Fed Records Historic Loss of $114.3 Billion in 2023

OIF 2 1

The Federal Reserve disclosed on Tuesday that it recorded a net negative income of $114.3 billion in 2023, marking a historic loss primarily attributed to expenses associated with managing the US central bank’s short-term interest rate target.

This substantial loss contrasts sharply with the $58.8 billion in net income reported in 2022, according to the Fed’s audited financial statement released after preliminary figures earlier in the year. Despite the record loss, the Fed emphasized that negative net income does not hinder its ability to function or conduct monetary policy.

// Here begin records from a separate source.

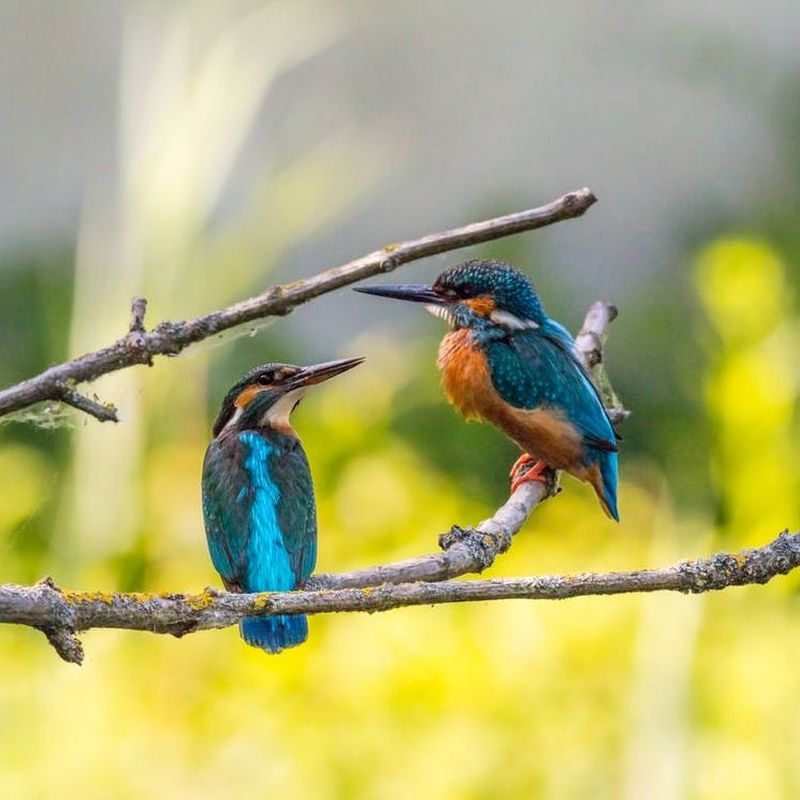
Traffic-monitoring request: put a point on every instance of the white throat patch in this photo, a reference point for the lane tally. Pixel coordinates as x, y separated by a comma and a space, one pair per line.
277, 415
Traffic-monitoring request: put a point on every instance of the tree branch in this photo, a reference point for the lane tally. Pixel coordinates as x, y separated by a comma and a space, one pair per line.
60, 613
170, 338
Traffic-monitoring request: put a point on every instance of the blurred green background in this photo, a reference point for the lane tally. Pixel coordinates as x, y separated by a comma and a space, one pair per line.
196, 153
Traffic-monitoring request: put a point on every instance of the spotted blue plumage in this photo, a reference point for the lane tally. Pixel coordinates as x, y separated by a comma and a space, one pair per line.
258, 504
531, 365
538, 369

Per legislation, the Fed transfers any profits remaining after covering operational costs to the Treasury. Its revenue sources include income generated from services provided to the financial system and interest earnings from securities it holds. In recent years, the Fed has accrued substantial profits, buoyed by historically low interest rates and extensive bond holdings.

However, the Fed’s decision to significantly raise the federal funds rate beginning in the spring of 2022 has disrupted its financial landscape. This move, aimed at combating inflationary pressures, involved elevating the target rate from near-zero levels to the current range of 5.25% to 5.5%.

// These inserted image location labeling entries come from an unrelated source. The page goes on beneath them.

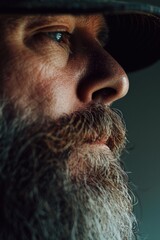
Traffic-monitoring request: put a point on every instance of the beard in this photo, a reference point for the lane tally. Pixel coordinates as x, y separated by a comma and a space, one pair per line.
63, 179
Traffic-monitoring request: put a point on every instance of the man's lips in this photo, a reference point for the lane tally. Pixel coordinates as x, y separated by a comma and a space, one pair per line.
105, 141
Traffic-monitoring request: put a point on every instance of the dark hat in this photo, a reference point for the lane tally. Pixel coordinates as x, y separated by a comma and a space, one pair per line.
134, 28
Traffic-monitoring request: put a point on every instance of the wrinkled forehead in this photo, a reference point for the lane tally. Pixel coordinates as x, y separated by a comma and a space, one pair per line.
92, 21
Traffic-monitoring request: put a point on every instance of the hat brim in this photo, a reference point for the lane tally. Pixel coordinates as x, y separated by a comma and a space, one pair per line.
134, 29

To maintain this target, the Fed incentivizes banks, money funds, and other financial institutions to deposit cash with the central bank, resulting in significantly higher interest payouts.

The audited financial statement revealed a substantial increase in interest expenses for banks’ reserve balances, amounting to $176.8 billion in 2023, compared to $116.4 billion in 2022. Similarly, interest payouts from the Fed’s reverse repo facility surged to $104.3 billion last year, up from $41.9 billion the previous year. Despite these mounting expenses, the income earned from bonds held by the Fed remained relatively stable at $163.8 billion in 2023.

The Fed has the authority to create money to cover its operational losses, utilizing an accounting mechanism known as a deferred asset. As of the end of 2023, the deferred asset totaled $133.3 billion, rising to $157.8 billion by March 20, with the potential for further growth.

Once the Fed returns to profitability, it will utilize excess earnings to reduce the deferred asset. Eventually, when the deferred asset is fully exhausted, the Fed will resume returning excess profits to the Treasury.

Although Fed officials have returned substantial sums to the Treasury in recent years, a report from the St. Louis Fed last year suggested that it may take considerable time before the Fed can once again contribute profits to the government.